Still, Almon points out that the city probably doesn't have the funds to locate a shelter elsewhere.

No money to fix

the problems

Sampson, who's been the Oak Harbor animal control officer for 18 years, said he's limited in his job by money and the facility. He explained that he doesn't have an area where he can quarantine cats when they first come in -- as WAIF does -- so diseases spread quickly. He also doesn't have an area to quarantine sick animals, nor does he have the funding for expensive medical treatment.

So when a cat came into the shelter with an upper-respiratory disease a couple weeks ago, the illness quickly spread to the other felines. The only thing he could do, he said, was euthanize all the sick cats so they wouldn't spread the ailment to others.

The recent illness-related mass euthanization of cats at the shelter was troubling for animal-lovers like Jeff Thayer. He blames the owner of the cat that infected all the others for the resulting tragedy, but he wishes the shelter could do more for animals.

Thayer said he offered to volunteer or donate money, but his offer was declined. Nevertheless, he brought herbal remedies for a sick mother cat who recently had a litter. One of the kittens has died and another looks very sick.

"I feel bad for the pets," he said. "I wish there was more I could do."

Sampson, however, explained that animal control in Oak Harbor is "a one-and-a-half person show" and he simply doesn't have the staff to run a volunteer program or the money to cover volunteers under insurance. He also feels that minimum-kill facilities like WAIF make it too easy for people who don't want to take responsibility for their pets.

According to Sampson, having to euthanize animals is a necessary, but unpleasant, part of the job. He claims that the number of animals euthanized is "not bad for a community this size," when compared to other shelters in the state.

Many of the euthanized dogs, he said, are aggressive or vicious. There's currently a friendly-looking pit bull in the shelter that was seized as part of a dog-biting case. The dog might end up being put down.
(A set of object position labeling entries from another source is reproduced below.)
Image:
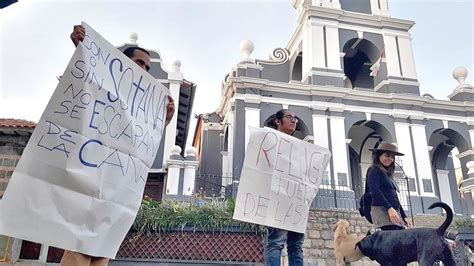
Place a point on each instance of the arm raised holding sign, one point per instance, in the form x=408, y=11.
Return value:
x=142, y=58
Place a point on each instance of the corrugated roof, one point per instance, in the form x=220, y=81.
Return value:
x=16, y=123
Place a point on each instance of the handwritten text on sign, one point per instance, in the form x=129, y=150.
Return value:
x=80, y=181
x=279, y=180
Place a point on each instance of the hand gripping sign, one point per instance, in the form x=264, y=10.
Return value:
x=280, y=177
x=80, y=180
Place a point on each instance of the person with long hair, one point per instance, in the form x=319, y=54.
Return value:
x=285, y=121
x=386, y=211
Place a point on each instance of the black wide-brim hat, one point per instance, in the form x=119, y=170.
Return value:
x=389, y=147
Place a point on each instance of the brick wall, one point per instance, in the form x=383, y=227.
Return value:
x=11, y=148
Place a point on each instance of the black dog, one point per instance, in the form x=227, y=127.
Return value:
x=400, y=247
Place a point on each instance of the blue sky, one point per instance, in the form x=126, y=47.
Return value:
x=205, y=35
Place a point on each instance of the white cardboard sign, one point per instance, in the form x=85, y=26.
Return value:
x=280, y=177
x=80, y=180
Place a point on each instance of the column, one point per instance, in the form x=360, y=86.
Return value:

"It's not a real pleasant part of the job," he said, "but there are so many good animals, so why put an animal that wants to eat your face back on the road?"

After all, he points out that his "primary function is animal control," which means handling calls about problem animals in the community. That can mean rounding up strays, dealing with aggressive or noisy dogs, and responding to calls concerning wildlife. Having dealt with everything from snakes to possums and all kinds of birds, Sampson is probably more aware of the diversity of animals that live in the city than anyone else.

Might be room

for city pets at WAIF

While there will always be a need for an animal control officer in Oak Harbor, there is a chance of changes in the way the shelter is operated.

Lesley Mills, the executive director of WAIF, said there is a new "shelter committee" looking into the possibility of building a bigger, better shelter, possibly in four or five years. She said there have been "early discussions with the city" over the possibility of working together.

"We hope in planning for our new shelter," she said, "to help Oak Harbor out."

Almon agrees that change is a possibility. He suggests that the shelter could offer, for example, incentives to get people to spay and neuter their pets. "We always need to be open to looking at better ways of doing things," he said.

The best solution, Sampson said, would be to educate or encourage people to be responsible pet owners so there's not a need for a dog-and-cat shelter in the first place. He points out that the bulk of the animals he ends up with are surrendered by their owners. And even after 18 years on the job, he's still shocked when people don't come looking for their lost dogs.

"People need to take care of their animals," he said. "One who chooses to have an animal has to understand and commit to the life span of that animal.

"Until we get that taken care of, the problem will continue."